KNOWING YOURSELF FIRST: THE IMPORTANCE OF SELF-AWARENESS IN RELATIONSHIPS
Article by Jess Ponzio
Sometimes it's just about loving and accepting ourselves and others exactly as we are.
It's not taking on other people’s behavior to mean something about ourselves, but just letting everyone have their own experience and play things out in the way that they need to. It's not about trying to change another to fit our molds or what works for us but to embrace others exactly as they come. We don't need to fix or change others behavior to suit our story, but instead, let them have the freedom to have their own journey and experience life in a way that's true to them.
We don't need to over identify with the experiences of others and look to others to confirm and validate us.
We need to get over our beliefs of being rejected or abandoned to show up fully or as our whole selves. If we reject parts of ourselves that we deem unworthy or disown any emotions that we have, we aren't accepting ourselves, therefore, we can't accept another as their full self and for all that they are. As Osho quotes, “If you love a person, you accept the total person. With all of the defects. Because those defects are a part of the person. Never try to change a person you love, because the very effort to change says that you love half, and the other half is not accepted. When you love, you simply love.”
All of our relationships are mirrors that bring unhealed wounds to the surface.
Partners tend to reflect back to us what we need, not what we want. Rather than look at other’s behavior as something we need to change, we should see what it's bringing to the surface and what is being reflected back to us. What is your mind making this behaviour mean? What story are you playing that is using this behavior to validate it? It's always an inside job and learning to take ownership for our own feelings, emotions and patterns. You can not change or fix another person's behaviour but you can change the way that you view and react. It always comes back to you.

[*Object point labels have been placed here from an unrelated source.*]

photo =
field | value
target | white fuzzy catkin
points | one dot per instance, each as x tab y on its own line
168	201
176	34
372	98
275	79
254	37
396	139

This is not about blame. It’s about taking ownership for our own experiences. You should never put up with abuse or disrespect and there is a fine line that can easily be crossed here. This is where being empowered serves you. When coming from an empowered place you will be able to more easily decipher what is someone treating you poorly or your own inner work that needs to be done.
Relationships should be entered into as a whole, complete person. This way, you are choosing to be in a partnership not expecting to gain something from another. Entering into a relationship with the expectation of someone making you feel a certain way is a direct line to disappointment. Nobody can make you feel anything, loved, secure or adequate. You must give yourself these things and feel whole and complete at your core. You need to stop the idea of finding a partner that can make everything better for you. Stop giving power to others to make everything ok for you and heal your past wounds. That's your work to do and is something that will elevate all of your relationships to another level.
When you have self awareness and acceptance for who you are, your relationships will start to reflect that back to you. The right people will start to show up in your life. When you are wounded and living in victim mode you attract those kinds of relationships, and those wounds will keep coming to the surface and being reflected back to you until you heal them. When you come into a relationship whole, complete, and empowered, you can then naturally move towards a nourishing healthy partnership.
So, doing your own inner work and allowing others to have their own experiences while working together to create nourishing relationships is a much healthier way than giving others the responsibility of make us happy and feel validated. Take the pressure off others, do your healing work and show up fully in all of your relationships, whole, complete and happy with who you are.
Sometimes the biggest growth a person can have is being supported and appreciated for exactly who they are. The nourishment that this brings will create the natural flow of empowerment to occur and a person will flourish. We can give this to others but also to ourselves.